I've reached out to over 300 film photographers on Instagram in the past several months to feature their work on Analog Aesthetics. Response rate: less than 15%. Of those who did respond, nearly all apologized for seeing my message weeks or months late as it'd been buried in the app's "Hidden requests" folder, flagged as potential spam.
This isn't a complaint about my workflow. It's about how many legitimate opportunities photographers are missing because they've outsourced their professional presence to a platform designed to trap them there.
The Architecture of Invisibility
Meta doesn't want you to leave Instagram. Every external opportunity—a feature request, a licensing inquiry, a gallery submission—represents time you're not scrolling, engaging and generating ad revenue. So they make leaving difficult.
Messages from accounts you don't follow go to a secondary folder called "Hidden requests." No notification. No badge counter update. You have to actively look for it. Most people don't bother and some surely don't even know it exists. This is where publication offers and collaboration requests go to die.
When I message a photographer, Instagram thinks: external link + unfamiliar account = probably spam. Into the abyss it goes. The photographer assumes no one's interested in their work; I assume they're not interested in being published. Both assumptions are wrong but the outcome is the same. Nothing happens.
Here's what makes this worse: most photographers don't include an email address in their bio. No portfolio site. No alternative contact method. Just their handle, maybe a location, sometimes "35mm" or "film photographer."
This isn't malicious but it is careless. Instagram is where they post, so Instagram is where people can reach them, right? Wrong. Instagram is where people try to reach them. Whether they succeed depends on an algorithm designed to prevent exactly that.
The photographers who respond reliably share a pattern: email addresses in their bios, portfolio sites and the habit of checking their Hidden requests folder just in case. Not coincidentally, they're the ones getting published, earning commissions and building relationships.
The Irony
Film photographers reject digital convenience as a matter of principle. We shoot on 40-year-old cameras. We develop film by hand. We choose the harder path because it produces better results and the process is fulfilling.
Then we trust Meta—a company that changes its Terms of Service whenever it wants—to manage our entire professional presence.
We host portfolios on a platform that could ban us tomorrow for reasons we'll never know or understand. We let an algorithm decide who sees our work. We accept that a corporation controls if and how the outside world contacts us.
An Instagram story disappears in 24 hours. A film negative lasts a hundred years. Yet the portfolio lives on the ephemeral platform while the negatives sit in archival storage. The priorities are backwards.
The Compound Cost
Over time, reachable photographers build networks. They get repeat work. Their names circulate. The right people remember they're reliable and responsive.
Those who aren't reachable stay stuck at an Instagram engagement level—likes, follows and "love this shot" comments. What they don't get are the opportunities that happen off-platform: licensing deals, gallery shows, editorial features that lead to other opportunities.
The conversations that advance careers happen over email, through portfolio reviews, via direct professional contact. If you're missing in action, those conversations happen with someone else.

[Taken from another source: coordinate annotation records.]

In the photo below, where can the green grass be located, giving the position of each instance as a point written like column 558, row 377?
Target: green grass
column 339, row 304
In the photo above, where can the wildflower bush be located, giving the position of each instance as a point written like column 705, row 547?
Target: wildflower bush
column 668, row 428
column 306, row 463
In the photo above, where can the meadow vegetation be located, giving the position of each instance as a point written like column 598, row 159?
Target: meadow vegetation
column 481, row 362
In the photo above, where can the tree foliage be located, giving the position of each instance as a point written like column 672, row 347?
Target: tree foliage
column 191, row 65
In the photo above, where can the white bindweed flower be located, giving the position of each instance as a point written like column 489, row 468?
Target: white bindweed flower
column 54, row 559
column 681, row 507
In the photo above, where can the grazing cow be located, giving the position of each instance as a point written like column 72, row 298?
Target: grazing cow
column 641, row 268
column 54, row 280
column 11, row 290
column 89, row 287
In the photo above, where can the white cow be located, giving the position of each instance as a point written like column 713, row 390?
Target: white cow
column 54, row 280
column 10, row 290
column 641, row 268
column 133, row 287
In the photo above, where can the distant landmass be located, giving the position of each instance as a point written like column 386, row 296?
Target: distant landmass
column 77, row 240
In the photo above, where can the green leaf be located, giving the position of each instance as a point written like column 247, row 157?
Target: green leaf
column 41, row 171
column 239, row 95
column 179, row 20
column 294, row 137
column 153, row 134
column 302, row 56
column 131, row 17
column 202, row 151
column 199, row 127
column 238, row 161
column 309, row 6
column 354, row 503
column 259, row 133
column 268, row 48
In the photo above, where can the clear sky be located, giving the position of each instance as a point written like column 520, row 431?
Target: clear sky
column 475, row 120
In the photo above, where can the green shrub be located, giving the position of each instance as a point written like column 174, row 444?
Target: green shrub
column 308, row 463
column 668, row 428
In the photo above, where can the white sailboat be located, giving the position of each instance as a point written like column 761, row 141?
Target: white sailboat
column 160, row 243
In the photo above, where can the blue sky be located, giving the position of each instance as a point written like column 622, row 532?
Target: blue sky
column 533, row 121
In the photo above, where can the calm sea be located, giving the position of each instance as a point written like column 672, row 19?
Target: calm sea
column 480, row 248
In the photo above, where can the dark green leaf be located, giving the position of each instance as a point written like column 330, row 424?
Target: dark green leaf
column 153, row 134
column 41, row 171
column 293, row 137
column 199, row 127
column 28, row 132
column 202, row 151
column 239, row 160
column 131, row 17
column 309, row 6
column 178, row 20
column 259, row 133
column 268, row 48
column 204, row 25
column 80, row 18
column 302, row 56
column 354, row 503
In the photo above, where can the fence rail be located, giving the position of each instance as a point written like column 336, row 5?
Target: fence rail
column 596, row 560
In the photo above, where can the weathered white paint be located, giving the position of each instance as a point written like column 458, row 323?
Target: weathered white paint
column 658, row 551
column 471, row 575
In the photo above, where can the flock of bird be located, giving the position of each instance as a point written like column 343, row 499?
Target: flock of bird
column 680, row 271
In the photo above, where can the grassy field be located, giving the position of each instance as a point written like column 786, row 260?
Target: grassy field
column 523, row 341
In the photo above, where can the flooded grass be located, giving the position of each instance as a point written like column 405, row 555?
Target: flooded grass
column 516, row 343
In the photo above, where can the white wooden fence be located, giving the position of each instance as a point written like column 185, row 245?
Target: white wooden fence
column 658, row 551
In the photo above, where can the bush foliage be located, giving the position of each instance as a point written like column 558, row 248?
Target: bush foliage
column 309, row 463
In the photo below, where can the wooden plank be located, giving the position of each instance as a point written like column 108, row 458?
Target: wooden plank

Talent matters. But if you're nowhere to be found, your talent is irrelevant. The people you'd want to hear from won't chase you. They'll move on.
The Solution
You don't need to abandon Instagram. It's useful for discovery and community. But it shouldn't be your entire professional infrastructure.
A portfolio site costs $10 to $20 per month. That's less than one roll of Portra 400. Free options exist. You could even build a simple one-page site with ChatGPT and self-host it for the price of a cup of coffee.
You already have an email address. Put it in your bio. Four seconds of work and suddenly people can get a hold of you without friction.
This isn't about being professional in some uptight sense. It's about making it possible for good things to find you. Let Instagram be a part of your presence, not all of it.
A portfolio site is affordable. An email address is free. Being reachable is a choice.